Nos hemos acostumbrado. Así de simple. Y no, no somos el colectivo dinámico y cargado de ilusión que parecíamos al principio cuando salíamos al balcón a cantar y nos tirábamos besos. Somos un conjunto de personalidades laminadas durante años de rodillo, que conforma una sociedad recelosa y extremadamente conservadora, temerosa de los cambios y demasiado pendiente (y dependiente) de los que van marcando el camino. Pasado el caos inicial, en la televisión salen los mismos de siempre, haciendo lo mismo de siempre y diciendo lo mismo de siempre. En la radio ocurre exactamente lo mismo. Y en los periódicos. Y en las tertulias. Y en los foros de whatsapp. No ha surgido nada nuevo. Ni una sola figura relevante que antes no estuviese. Los políticos también son los mismos y vuelven a discutir por lo mismo de siempre, de la misma forma de siempre. Ninguno hace algo mal (o bien, según los casos). Tampoco parece que por ese lado haya sitio para nuevas voces, nuevas ideas o nuevos modos. Los votantes que antes replicaban a sus representantes desde la barra del bar lo hacen ahora desde el teclado del teléfono. En el fondo, nada ha cambiado. Los profundísimos artistas que ahora nos alegran desde un precioso salón son los mismos que ya nos alegraban desde grandes recintos. Curiosamente, siguen estando igual de lejos. El resto de artistas siguen sin existir. El vecino de la guitarrita sigue siendo el vecino de la guitarrita y lo seguirá siendo por mucho tiempo. Escritores, bancos, actores, empresarios, profesores, futbolistas… todos son los mismos diciendo exactamente lo mismo.

Durante los primeros días de confinamiento me dediqué a llamar a mucha gente. Quería saber cómo estaban porque era eso lo que me pedía el cuerpo. Al otro lado de la línea había gente con la que hacía siglos que no hablaba e incluso llamé a personas con las que oficialmente estaba enfadado. Me hizo sentir bien. Mejor persona, incluso. Lo seguí haciendo hasta que un día me di cuenta de que nadie de ese mismo colectivo me había llamado a mí en todo ese tiempo. Y dejé de hacerlo. Y no me siento orgulloso de ello, porque el espíritu no era ese, pero es que no me sale hacer otra cosa.
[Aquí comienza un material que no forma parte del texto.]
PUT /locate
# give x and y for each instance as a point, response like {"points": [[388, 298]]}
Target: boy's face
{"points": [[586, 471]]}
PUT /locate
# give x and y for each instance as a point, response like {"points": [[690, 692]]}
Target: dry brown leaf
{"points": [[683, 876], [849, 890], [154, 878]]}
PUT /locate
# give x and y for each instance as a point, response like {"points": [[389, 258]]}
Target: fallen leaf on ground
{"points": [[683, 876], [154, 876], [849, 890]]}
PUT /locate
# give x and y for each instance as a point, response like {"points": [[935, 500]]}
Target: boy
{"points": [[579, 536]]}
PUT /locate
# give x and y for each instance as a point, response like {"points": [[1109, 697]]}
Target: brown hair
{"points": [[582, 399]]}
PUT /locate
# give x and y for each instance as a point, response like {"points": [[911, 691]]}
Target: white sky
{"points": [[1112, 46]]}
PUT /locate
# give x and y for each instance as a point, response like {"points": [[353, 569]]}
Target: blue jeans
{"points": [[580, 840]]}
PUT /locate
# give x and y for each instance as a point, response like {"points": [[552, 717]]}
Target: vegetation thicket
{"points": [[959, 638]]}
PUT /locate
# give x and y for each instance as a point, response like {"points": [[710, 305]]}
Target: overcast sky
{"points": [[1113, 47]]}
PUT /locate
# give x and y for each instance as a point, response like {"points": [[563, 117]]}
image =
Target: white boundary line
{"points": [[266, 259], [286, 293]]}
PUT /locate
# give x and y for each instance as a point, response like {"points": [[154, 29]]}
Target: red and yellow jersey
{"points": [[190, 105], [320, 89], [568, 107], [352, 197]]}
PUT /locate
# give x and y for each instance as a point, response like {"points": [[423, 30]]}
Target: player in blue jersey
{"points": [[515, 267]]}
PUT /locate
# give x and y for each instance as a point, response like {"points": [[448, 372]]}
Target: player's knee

La primera entrada de este blog pasó de las mil lecturas. La segunda tuvo incluso más. Me puse muy contento y con toda la ingenuidad del mundo volví a creer en algo en lo que hacía mucho tiempo que no creía. Hace quince días que las lecturas no llegan ni a diez. Y la alegría se ha ido, lógicamente. Y ya no creo en eso que creí durante un rato. Y sí, sé que debería darme igual, pero es que no puedo.

Todo fluye, nada permanece, que diría Heráclito de Éfeso.